"Die Leute zieht es heute eher ins Bad als auf unseren Platz", vermutet Gabriel Zirm, Geschäftsführer des Lokals "speisen ohne grenzen". Selbst am Sonntagabend, nur wenige Stunden nach der Schießerei, wären alle Lokale bummvoll gewesen. "Aber da wollten auch viele das Finale der Fußball-Europameisterschaft sehen."
Der Gastronom macht auf ein interessantes Detail aufmerksam, das man nicht kennen muss, wenn man auf dem belebten und beliebten Platz nicht regelmäßig zu tun hat: Der Yppenplatz besteht im Grunde genommen aus zwei gleich großen Teilen. Vorne zum Gürtel hin befindet sich die illustre und gut frequentierte Multikulti-Gastronomie, im hinteren stadtauswärtigen Teil spielen tagsüber viele Kinder und Jugendliche, die ebenso wie der köstliche Khakshirsamen Migrationshintergrund haben.
Abends mutiert das Terrain hinter der öffentlichen Bedürfnisanstalt und der Mauer des Spielplatzes zu einer Form des Marktes, den es in jeder Großstadt gibt und der auch hier immer wieder die öffentliche Sicherheit bedroht.
Erste Reihe fußfrei
Die Dienst habende Klofrau sitzt erste Reihe fußfrei.
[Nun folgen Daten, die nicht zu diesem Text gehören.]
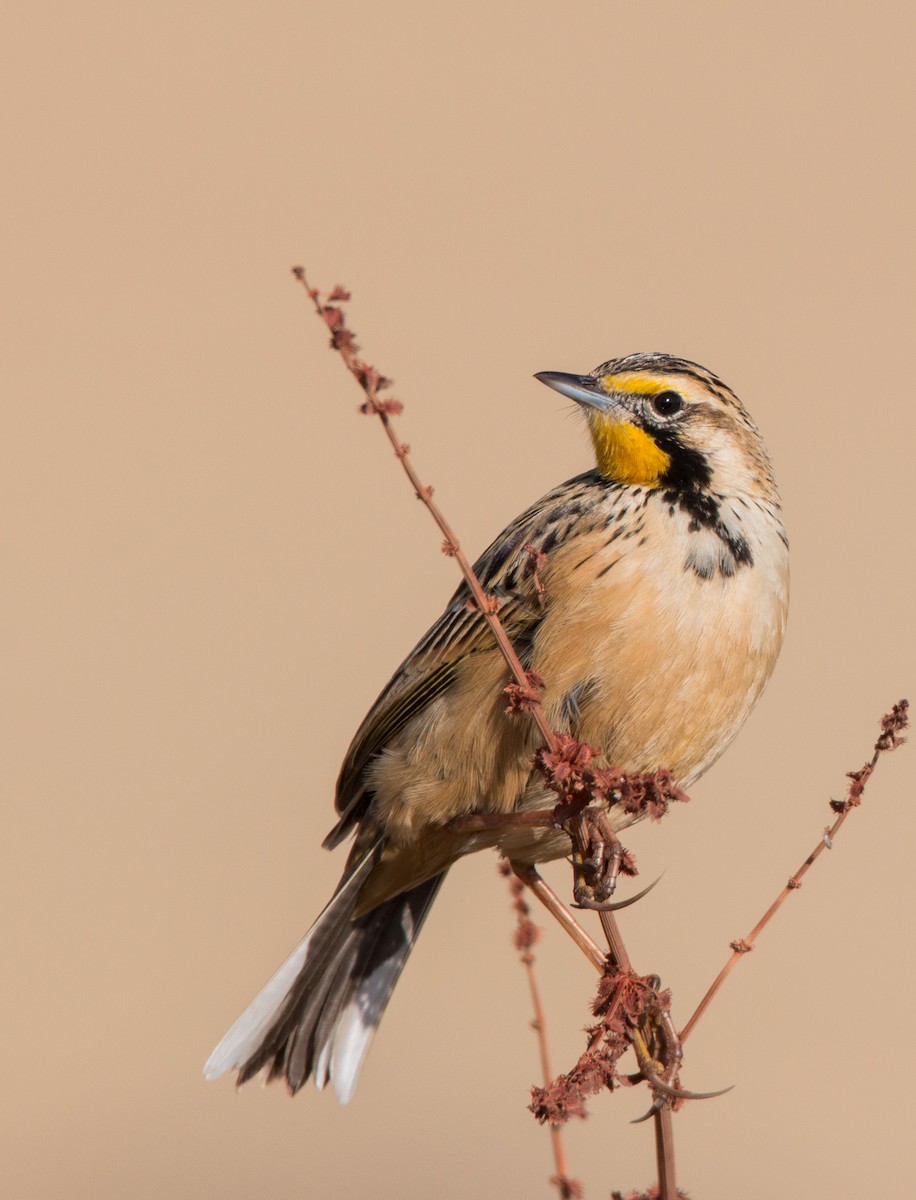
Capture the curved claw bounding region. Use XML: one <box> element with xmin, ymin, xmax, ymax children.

Sie sagt nur: "Habe ich am Sonntag nichts gesehen. Habe ich immer Türe zu." Aus den Augen, aus dem Sinn. Ihre Kollegin, Albena Ndjalka, hat deutlich mehr gesehen: "Ist kein Geheimnis, dass hier auch Drogen verkauft werden."
Ndjalka arbeitet auch auf den öffentlichen WCs am Margaretengürtel und auf dem Reumannplatz. Unfreiwillig wird sie öfters Augenzeugin von Dingen, die sie eigentlich gar nicht sehen möchte: "Wenn sich Leute 45 Minuten auf Toilette einsperren, kann ich mir schon denken, dass sie sich gerade einen Schuss setzen."
Einmal hat sie am Gürtel das Klo geputzt, als sie einen harten Schlag auf ihrem Hinterkopf spürte. Der Arbeitsplatz auf dem Yppenplatz sei diesbezüglich "fast noch der sicherste".
Vor und hinter der Mauer
Bitte keine Fotos! Auf einer schattigen Bank vor der Mauer zum Spielplatz sitzen Hans und Rudolf. Den "Prosecco vom Fass" können sie sich nicht leisten. Beide schlafen in einer nahegelegenen Männer-Unterkunft.
Persönlich bedroht fühlen sie sich auf dem Yppenplatz nicht. "Ich glaube nach wie vor, dass auf einem Zeltfest am Land mehr passiert als bei uns", denkt Rudolf laut. "Auch am Reumannplatz wird wahrscheinlich mehr los sein", fügt Hans hinzu.
Von der Stadt würden sich beide mehr niederschwellige Sozialarbeit zur Unterstützung der Polizei wünschen. Damit man die Kriminalität "hinter der Mauer" besser eindämmen kann.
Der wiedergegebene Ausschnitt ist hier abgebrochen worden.